Myślę, że większość z nas odwiedzając egzotyczne kraje cieszy się na myśl o spotkaniu ze zwierzętami, dla których są one domem. Tajlandia to kraina między innymi małp, tygrysów, niedźwiedzi oraz słoni. I właśnie te słonie tak bardzo zamarzyło mi się zobaczyć…
Pierwszy dzień do przylocie na Phuket. Wsiadamy w wynajęty samochód, jedziemy na środek wyspy, do Phuket Elephant Sanctuary. Po drodze zatrzymujemy się na śniadanie w przydrożnych restauracjach, chociaż wyglądem przypominają bardziej rozwalające się blaszane budy.. Niemniej jednak banana rotti smakuje przepysznie.
Zostawiamy auto na parkingu i po opłaceniu THB 3000 wstępu jedziemy pickupem na teren sanktuarium (nazywam to miejsce także parkiem). Po paru minutach widzę pierwszego słonia, a buzia sama mi się śmieje.

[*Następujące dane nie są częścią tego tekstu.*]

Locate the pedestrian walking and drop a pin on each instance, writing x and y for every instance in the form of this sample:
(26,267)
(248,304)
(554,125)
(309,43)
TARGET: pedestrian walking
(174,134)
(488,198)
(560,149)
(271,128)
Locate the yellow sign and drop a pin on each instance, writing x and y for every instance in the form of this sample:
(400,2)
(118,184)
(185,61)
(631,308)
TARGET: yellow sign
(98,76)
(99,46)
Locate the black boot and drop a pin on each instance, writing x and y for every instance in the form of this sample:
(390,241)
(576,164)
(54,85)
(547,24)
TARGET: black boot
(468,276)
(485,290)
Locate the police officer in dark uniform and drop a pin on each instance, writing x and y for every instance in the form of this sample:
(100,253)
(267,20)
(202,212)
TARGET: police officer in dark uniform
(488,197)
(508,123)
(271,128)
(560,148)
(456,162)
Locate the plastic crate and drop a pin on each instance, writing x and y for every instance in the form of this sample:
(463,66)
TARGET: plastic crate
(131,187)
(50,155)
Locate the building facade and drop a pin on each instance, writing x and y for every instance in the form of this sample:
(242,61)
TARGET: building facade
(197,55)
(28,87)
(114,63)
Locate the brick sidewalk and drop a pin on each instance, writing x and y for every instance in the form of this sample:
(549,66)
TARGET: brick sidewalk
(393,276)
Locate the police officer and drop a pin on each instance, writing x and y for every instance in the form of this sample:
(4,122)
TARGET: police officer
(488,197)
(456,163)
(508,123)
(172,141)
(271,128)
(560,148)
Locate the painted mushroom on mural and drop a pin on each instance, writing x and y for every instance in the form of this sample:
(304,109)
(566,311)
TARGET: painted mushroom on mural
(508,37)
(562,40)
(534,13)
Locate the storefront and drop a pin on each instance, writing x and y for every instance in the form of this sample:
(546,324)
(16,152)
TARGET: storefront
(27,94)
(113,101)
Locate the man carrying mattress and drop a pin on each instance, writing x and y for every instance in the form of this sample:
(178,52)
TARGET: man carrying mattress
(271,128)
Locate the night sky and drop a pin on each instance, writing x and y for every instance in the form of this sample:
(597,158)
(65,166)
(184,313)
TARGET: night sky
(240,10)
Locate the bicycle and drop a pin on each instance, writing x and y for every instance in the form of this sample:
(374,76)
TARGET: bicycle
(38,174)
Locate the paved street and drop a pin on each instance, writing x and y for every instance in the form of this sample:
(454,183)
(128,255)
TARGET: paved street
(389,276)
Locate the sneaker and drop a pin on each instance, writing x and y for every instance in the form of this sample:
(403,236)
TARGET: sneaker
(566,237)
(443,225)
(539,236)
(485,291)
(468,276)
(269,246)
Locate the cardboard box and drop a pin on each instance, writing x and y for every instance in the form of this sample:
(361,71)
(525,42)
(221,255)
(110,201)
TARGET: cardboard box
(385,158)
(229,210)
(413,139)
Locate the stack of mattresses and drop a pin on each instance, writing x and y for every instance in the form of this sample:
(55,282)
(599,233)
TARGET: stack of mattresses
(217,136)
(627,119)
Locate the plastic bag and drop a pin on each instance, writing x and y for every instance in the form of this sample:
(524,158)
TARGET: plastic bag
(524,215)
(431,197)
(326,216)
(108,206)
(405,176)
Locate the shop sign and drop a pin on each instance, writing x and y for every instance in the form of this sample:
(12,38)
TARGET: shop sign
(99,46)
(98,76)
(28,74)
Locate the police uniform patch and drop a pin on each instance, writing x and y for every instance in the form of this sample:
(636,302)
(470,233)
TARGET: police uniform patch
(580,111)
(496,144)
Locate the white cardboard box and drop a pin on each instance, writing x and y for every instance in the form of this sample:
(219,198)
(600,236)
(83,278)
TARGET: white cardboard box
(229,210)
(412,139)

Ośrodek jest bardzo dobrze zorganizowany. Panie miło nas witają, dają kaloszki i oferują zostawienie bagażu w szafkach. Zapraszają na owocowe i słodkie przekąski, kawę i inne napoje. Siadamy przy stołach i zaczyna się prezentacja. Pracownik sanktuarium, młoda Tajka, opowiada nam o początkach tego miejsca, jego założycielu i obecnych tu słoniach. Wyświetlany jest też krótki film o sytuacji słoni w Tajlandii oraz zasadach zachowania się na terenie parku i w kontakcie ze zwierzętami. Zostajemy podzieleni na dwie grupy i razem z przewodniczkami zaczynam moją najlepszą tajską przygodę.
W dużym koszu jest mnóstwo bananów, arbuza oraz ananasa. To przysmaki, które słonie uwielbiają. Z garścią owoców w dłoni podchodzę do czerwonej linii i wyciągam rękę a ta najpiękniejsza, długa trąba momentalnie się do mnie zbliża i delikatnie chwyta smakołyk. Słonica zjada to szybko, więc ustawiam się na końcu kolejki i czekam na kolejną szansę bycia tak blisko. Słoń może ważyć nawet do 5 ton i dziennie zjadać około 200 kg roślin, w tym owoców.
Po karmieniu przemieszczamy się od jednej słonicy do drugiej, panie opowiadają nam o historii każdej z nich oraz o zwyczajach słoni. W tym wszystkim przewijają się informacje o życiu w niewoli, ale o tym nie teraz.
Każdy ze słoni ma swojego opiekuna, nazywa się go „mahout”. Przez pierwsze kilka tygodni obserwuje się czy jest między nimi „chemia”, ponieważ mahout będzie słonicy towarzyszył przez długi czas. Podoba mi się to podejście, czuję że słonie są tu ważne, najważniejsze, bo to miejsce zostało stworzone właśnie dla nich.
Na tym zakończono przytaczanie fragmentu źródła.